Историк прокашлялся и забубнил:
— «Игра — есть термин, обозначающий широкий круг деятельности животных и человека, противопоставляемой обычно утилитарно-практической деятельности и характеризуемой переживанием удовольствия от самой деятельности. Феномен игры привлекал внимание…»
А забытье что есть? Что есть — забытье? Я что? Забываюсь? Хорошо бы забиться в самый темный угол, где тебя никто не достанет.
— «…И видел в ней характеристику существа человека вообще. Игра для Шиллера — наслаждение, связанное со свободным от внешней потребности проявлением избытка сил…»
Сил совсем не осталось. Какая игра? О чем он бормочет? Башка — кругом. Блевать охота. Может, выпить?
— «…В основе игры, по Бейтендейку, лежат три исходные влечения, которые он заимствовал из теории Фрейда: к освобождению, к слиянию и тенденция к воспроизводству…»
Вот, значит, как. Не в деньгах, значит, радость. Значит, шахматисты мои освободиться желают. И слиться. Ладно. Я их солью. Потому что воспроизводство таких гадов — это падаль в геометрической прогрессии.
— Ладно, — промычал я, распеленавшись и сбросив шерстяное одеяло.
— Родная речь! — обрадовался Гудвин. — Рука бойца дрожать устала!
Я выпил. И почувствовал себя значительно хуже. А потом — значительно лучше.
В купе скорого поезда «Москва — Симферополь» было тепло и крепко накурено. Погоду в нем делал масляный радиатор, принесенный обходчицей Клавдией.
— Идеал! — прикончив раздел «Игра» и переходя к следующему, торжественно объявил учитель. — «Идеальный образ, определяющий…»
Клавдия, скинув мокрые валенки, сидела на нижней полке и слушала Родиона с затаенным дыханием. Женщина в поисках идеала. Щека ее прижималась к покатому плечу Гудвина. Гудвин, чуждый мирской суеты, нарезал толстыми ломтями копченую колбасу. Кот Мамай, глядя на него как на председателя трибунала, смиренно ожидал своей участи.
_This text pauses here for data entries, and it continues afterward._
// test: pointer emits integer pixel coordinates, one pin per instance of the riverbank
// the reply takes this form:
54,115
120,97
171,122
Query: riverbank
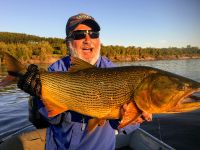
52,59
130,59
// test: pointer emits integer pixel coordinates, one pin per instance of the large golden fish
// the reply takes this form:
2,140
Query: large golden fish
100,93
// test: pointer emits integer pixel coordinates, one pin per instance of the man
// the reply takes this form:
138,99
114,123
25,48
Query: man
67,131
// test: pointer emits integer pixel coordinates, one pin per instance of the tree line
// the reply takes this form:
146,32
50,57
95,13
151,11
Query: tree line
26,47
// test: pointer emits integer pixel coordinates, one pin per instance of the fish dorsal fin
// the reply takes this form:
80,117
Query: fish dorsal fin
78,64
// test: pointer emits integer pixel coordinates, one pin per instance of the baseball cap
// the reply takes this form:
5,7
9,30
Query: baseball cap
75,20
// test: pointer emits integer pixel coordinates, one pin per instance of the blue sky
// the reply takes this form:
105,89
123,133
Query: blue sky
141,23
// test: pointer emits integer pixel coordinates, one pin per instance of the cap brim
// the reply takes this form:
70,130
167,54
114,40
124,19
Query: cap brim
89,22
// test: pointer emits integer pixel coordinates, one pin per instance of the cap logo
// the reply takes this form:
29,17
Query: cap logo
82,16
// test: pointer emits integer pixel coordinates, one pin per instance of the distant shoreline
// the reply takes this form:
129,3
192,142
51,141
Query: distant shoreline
51,60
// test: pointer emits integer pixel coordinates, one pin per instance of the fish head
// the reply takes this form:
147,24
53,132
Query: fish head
164,92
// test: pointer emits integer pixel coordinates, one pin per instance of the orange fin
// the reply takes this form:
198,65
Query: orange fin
131,114
94,122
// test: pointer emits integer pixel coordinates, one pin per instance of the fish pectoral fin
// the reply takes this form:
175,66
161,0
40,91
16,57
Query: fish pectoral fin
94,122
130,115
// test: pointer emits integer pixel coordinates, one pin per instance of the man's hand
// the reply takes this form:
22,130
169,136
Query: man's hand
30,81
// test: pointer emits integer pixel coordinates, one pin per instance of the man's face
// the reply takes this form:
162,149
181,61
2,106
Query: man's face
87,48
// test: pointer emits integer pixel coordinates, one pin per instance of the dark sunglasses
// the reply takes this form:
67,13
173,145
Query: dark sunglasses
81,34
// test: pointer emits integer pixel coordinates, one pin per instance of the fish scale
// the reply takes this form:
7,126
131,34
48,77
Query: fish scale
100,93
93,92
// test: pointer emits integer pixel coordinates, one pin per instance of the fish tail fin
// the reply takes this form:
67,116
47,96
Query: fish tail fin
14,68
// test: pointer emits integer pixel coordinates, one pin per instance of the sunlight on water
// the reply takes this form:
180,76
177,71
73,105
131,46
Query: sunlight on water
14,102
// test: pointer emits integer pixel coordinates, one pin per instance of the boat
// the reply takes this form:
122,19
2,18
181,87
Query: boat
140,140
136,140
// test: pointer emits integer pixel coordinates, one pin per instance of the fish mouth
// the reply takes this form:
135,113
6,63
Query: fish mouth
87,49
189,102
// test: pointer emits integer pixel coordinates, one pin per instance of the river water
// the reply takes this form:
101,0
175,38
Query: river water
14,102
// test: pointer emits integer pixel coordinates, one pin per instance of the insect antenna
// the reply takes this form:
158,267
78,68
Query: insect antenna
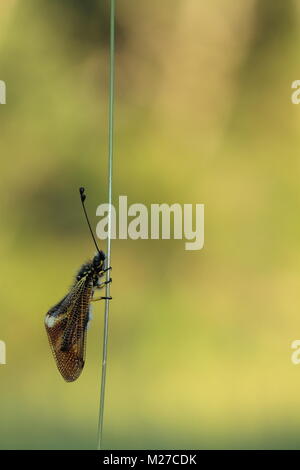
83,198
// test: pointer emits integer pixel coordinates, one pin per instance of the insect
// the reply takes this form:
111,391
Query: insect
66,323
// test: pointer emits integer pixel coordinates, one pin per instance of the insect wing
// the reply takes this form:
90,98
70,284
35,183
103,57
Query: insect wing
66,326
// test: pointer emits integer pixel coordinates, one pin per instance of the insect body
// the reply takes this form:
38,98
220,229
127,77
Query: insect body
66,322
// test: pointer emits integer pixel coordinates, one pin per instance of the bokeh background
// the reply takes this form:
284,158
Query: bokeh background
200,342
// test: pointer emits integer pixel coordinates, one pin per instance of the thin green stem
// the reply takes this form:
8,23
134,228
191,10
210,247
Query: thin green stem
110,165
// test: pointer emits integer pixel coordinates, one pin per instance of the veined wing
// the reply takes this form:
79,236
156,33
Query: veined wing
66,326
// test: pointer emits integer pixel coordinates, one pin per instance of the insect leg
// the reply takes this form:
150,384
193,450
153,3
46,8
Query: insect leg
101,298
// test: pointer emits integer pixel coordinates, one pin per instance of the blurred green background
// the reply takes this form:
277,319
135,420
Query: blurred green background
200,342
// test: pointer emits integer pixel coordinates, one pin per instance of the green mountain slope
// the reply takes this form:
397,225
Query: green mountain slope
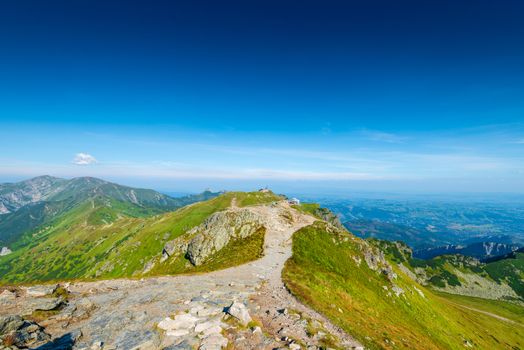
13,196
368,295
102,239
45,199
501,278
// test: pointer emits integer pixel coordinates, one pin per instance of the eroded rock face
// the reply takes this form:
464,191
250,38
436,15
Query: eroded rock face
239,311
21,333
218,230
40,291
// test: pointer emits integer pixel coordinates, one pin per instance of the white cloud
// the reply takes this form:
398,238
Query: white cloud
84,159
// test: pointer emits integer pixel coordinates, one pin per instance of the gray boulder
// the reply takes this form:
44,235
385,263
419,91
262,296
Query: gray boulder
22,333
239,311
218,230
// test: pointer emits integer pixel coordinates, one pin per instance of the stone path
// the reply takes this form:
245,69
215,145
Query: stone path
187,312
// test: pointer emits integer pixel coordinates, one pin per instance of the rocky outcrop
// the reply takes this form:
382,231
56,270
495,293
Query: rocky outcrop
218,230
14,330
40,291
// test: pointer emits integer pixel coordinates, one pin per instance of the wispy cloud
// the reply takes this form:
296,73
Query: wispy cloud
380,136
84,159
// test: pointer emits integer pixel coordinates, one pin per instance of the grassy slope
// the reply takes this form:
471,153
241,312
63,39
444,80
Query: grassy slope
104,236
501,308
323,273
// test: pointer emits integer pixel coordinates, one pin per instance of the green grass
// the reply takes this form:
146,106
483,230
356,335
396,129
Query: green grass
501,308
323,273
236,252
100,240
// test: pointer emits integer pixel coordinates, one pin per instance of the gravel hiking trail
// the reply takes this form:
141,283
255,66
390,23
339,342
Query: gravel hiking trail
129,314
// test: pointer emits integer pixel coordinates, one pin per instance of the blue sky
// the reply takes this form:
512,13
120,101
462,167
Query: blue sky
403,96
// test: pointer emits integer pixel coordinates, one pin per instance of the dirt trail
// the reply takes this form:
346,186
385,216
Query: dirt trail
487,313
123,314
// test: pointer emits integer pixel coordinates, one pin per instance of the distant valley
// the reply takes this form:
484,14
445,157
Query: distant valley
87,263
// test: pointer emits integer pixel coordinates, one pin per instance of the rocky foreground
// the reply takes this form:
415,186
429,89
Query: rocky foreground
244,307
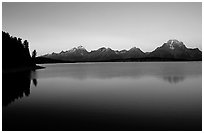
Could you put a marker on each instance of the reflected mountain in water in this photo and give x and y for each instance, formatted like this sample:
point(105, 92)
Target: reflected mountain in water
point(174, 79)
point(16, 86)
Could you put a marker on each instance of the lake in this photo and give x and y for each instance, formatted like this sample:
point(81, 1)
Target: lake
point(130, 96)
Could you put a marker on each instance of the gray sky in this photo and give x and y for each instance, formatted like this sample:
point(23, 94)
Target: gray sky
point(53, 27)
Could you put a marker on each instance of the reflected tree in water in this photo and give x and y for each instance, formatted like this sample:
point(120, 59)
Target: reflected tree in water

— «Проблема идеала была поставлена Кантом прежде всего в связи с проблемой «внутренней цели», — с нажимом вещал Родион.
— Хорош кантовать, — вмешался Гудвин, складывая ножик. — Твое учение, Родя, мертвого поднимет. Вон, Угорек уже порозовел.
— Продолжайте, Родион Викентьевич! Не отвлекайтесь на ихний черный юмор! — проворковала напарница Клавдии пышнотелая Зинаида.
Протискиваясь боком в купе, она уже наполовину была внутри. Кому приходилось проталкивать пальцем рассохшуюся пробку «Монастырского», тот знает, какой это мучительный и долгий процесс. Но все проходит, и Зинаида прошла.